Tibalah pada malam pertama
saat Julaibib hendak mempergaulinya, kemudian terdengar seruan berjihad.
Sehingga dengannya, membuat Julaibib menduakan kehendaknya untuk mempergauli
istrinya itu dan lebih mengutamakan panggilan jihad tersebut. Dia pun akhirnya
berangkat ke medan perang.
Hingga ketika perang usai,
Rasulullah memerintahkan para sahabat agar setiap orang mencari saudaranya yang
syahid. Maka ketika itu juga dikumpulkanlah mayat-mayat para syuhada. Karena
tidak adanya orang yang mengenal Julaibib, hingga tak ada seorangpun yang
membawa mayatnya untuk dikumpulkan.
Rasulullah SAW. terus
mencari-cari. Sahabat pun heran, siapa gerangan yang beliau cari. Ternyata,
ketika itu beliau menemukan mayat Julaibib. Lalu dengan penuh kasih saying ia
bawa tubuhnya, kemudia beliau juga yang membawanya masuk ke liang lahat. Maka
dikatakan di khalayak para sahabat yang menyaksikan, “Dia adalah saudaraku, dan
aku adalah saudaranya.”
Sungguh mencengangkan. Ketiga
riwayat ini membuat kita semua hampir tidak berdaya. Ilmu Allah dan Rasul-Nya
benar-benar di atas kemampuan akal kita. ada kebaikan di sebalik keburukan, da
nada keburukan di sebalik apa yang kita anggap itu baik.

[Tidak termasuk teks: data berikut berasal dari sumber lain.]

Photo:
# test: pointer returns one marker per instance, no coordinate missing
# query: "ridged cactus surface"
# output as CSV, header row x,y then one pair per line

Maka kita belajar sesuatu hal
yang begitu penting dari semua ini. Tidak semua yang kita pikir benar itu
selalu baik. Kebenaran mereka berfatwa adalah kebenaran yang bersumber dari apa
yang mereka yakini. Namun, kebenaran yang Islam pilih tentulah merupakan
sesuatu yang sudah Allah tetapkan di dalamnya terkandung begitu banyak
kebaikan.
Inilah cara yang perlu kita
pelajari akan bagaimana menilai sesuatu. Benar tidaknya atau baik buruknya
semua telah dijawab dalam Islam. Islam datang memberikan petunjuk lewat
pedoman-pedoman yang dimilikinya. Tinggal bagaimana cara kita agar bisa memilih
dan memanfaatkan petunjuk yang ada.
Sumber: Kitab Nuurulyaqiin,
Riyaadhus-shaalihiin.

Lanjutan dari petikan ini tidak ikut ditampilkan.